5. Sometimes "I Don’t Know" Is the Right Answer

Munch never said "not sure." It returned something every time, even when it was clearly guessing. That’s a flaw in the system, not just the model.

In legal work, "not enough information" is a perfectly valid output. That needs to be part of the design. Forcing a model to pick something guarantees you’ll get made-up answers with no signal that they’re unreliable.

This has come up repeatedly in my own evaluations. If the model isn’t allowed to express doubt, it will keep talking anyway.

You don’t need a model that answers everything. You need one that knows when to stop.

6. No Escalation Path Means Quiet Failures

When a contract was wrongly flagged, the response process left no room to challenge it properly. No clear escalation route. No second layer of review. No way to push back except in a tiny comment box, on a tight deadline.

This builds on earlier work I’ve done around legal workflows. What I call intentional handoff. Escalation has to be visible, deliberate, and easy to trigger. Otherwise, judgment calls vanish into automation.

Good tools create space for disagreement. Great ones track how those disagreements change outcomes.

This Isn’t a One-Off

Munch made headlines because of what it impacted. Veterans, healthcare, federal budgets. The design failure wasn’t rare. You can already see the same shape across legal tech.
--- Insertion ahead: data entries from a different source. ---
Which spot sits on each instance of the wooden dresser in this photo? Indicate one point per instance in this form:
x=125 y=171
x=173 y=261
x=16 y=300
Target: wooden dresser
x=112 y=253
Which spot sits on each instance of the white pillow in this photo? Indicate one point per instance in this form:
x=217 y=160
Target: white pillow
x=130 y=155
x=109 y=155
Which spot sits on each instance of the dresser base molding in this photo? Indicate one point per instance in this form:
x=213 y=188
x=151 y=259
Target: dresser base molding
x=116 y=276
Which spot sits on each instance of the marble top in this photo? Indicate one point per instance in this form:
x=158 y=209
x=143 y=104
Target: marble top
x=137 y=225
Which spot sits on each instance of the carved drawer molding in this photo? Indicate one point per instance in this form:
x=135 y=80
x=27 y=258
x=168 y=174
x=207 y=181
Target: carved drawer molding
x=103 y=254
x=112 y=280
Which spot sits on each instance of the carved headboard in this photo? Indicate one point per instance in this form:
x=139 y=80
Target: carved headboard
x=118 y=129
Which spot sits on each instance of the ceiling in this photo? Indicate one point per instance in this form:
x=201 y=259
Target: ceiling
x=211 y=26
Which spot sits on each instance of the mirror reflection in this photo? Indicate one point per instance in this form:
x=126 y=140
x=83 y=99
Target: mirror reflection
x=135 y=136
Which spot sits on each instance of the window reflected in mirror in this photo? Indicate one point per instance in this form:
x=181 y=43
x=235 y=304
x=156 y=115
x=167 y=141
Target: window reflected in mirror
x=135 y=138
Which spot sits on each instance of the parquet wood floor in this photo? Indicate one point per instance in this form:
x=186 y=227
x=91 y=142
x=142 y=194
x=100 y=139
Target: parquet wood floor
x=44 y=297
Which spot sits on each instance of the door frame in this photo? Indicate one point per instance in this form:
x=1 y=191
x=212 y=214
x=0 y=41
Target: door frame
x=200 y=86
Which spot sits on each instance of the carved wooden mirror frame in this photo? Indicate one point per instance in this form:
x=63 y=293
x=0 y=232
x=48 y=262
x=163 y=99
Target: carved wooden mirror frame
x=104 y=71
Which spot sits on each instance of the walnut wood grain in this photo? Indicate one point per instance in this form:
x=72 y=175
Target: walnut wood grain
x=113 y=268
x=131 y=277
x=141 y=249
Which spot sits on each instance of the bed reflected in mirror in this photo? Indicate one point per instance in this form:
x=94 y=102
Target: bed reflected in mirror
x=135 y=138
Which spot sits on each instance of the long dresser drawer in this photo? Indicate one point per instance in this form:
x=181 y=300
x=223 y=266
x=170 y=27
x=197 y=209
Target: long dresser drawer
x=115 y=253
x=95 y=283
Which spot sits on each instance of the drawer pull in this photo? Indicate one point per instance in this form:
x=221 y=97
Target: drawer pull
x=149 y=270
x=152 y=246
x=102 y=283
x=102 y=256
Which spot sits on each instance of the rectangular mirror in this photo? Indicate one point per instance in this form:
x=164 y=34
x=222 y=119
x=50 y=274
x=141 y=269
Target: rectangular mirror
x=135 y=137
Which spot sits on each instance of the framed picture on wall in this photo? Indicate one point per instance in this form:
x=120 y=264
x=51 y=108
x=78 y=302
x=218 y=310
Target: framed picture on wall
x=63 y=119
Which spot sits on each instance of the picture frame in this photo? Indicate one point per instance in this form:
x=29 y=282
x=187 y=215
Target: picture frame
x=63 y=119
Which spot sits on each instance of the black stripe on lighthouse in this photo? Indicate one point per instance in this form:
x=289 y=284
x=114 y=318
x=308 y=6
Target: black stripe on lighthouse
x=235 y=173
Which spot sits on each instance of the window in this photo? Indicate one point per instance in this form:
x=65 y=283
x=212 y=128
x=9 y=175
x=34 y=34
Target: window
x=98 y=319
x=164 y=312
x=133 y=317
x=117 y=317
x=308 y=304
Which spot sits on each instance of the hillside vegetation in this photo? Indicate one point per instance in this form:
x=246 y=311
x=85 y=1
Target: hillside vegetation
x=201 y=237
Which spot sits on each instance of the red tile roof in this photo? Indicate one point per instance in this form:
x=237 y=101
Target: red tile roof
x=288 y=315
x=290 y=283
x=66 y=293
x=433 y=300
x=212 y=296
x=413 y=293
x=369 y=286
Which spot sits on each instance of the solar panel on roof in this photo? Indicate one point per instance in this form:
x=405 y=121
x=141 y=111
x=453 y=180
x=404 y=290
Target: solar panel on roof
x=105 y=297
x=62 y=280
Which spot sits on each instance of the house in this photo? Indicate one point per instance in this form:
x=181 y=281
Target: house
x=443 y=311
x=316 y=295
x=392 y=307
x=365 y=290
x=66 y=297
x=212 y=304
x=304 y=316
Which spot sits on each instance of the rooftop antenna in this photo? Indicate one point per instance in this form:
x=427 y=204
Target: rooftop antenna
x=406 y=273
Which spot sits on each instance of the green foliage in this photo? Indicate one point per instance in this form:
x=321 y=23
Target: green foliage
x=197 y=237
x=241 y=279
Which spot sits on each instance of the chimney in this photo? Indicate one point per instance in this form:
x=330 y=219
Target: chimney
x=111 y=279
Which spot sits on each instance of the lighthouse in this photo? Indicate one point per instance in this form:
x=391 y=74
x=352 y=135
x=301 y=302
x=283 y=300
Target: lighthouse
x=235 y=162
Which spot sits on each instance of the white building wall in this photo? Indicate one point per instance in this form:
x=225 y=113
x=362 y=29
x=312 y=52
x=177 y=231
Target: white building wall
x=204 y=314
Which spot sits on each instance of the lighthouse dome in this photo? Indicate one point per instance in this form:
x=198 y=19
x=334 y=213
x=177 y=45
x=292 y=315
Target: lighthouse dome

Tools that suggest deletions, flag clauses, or score risk are often built on vague prompts, tight context windows, and outputs that sound more certain than they should. Evaluation is an afterthought. The result looks sharp, the process moves quickly, and people start trusting it too soon.

This isn’t hypothetical. I’ve seen it again and again when building and testing prompt-led review systems. If you don’t define the task properly, set the right boundaries, or plan for when the model doesn’t know, you’re not building a legal tool, it's more building risk, dressed up as efficiency.

It’s easy to create something that sounds confident. Much harder to build something that holds up when the input’s messy or the stakes are high, which is where the real work is.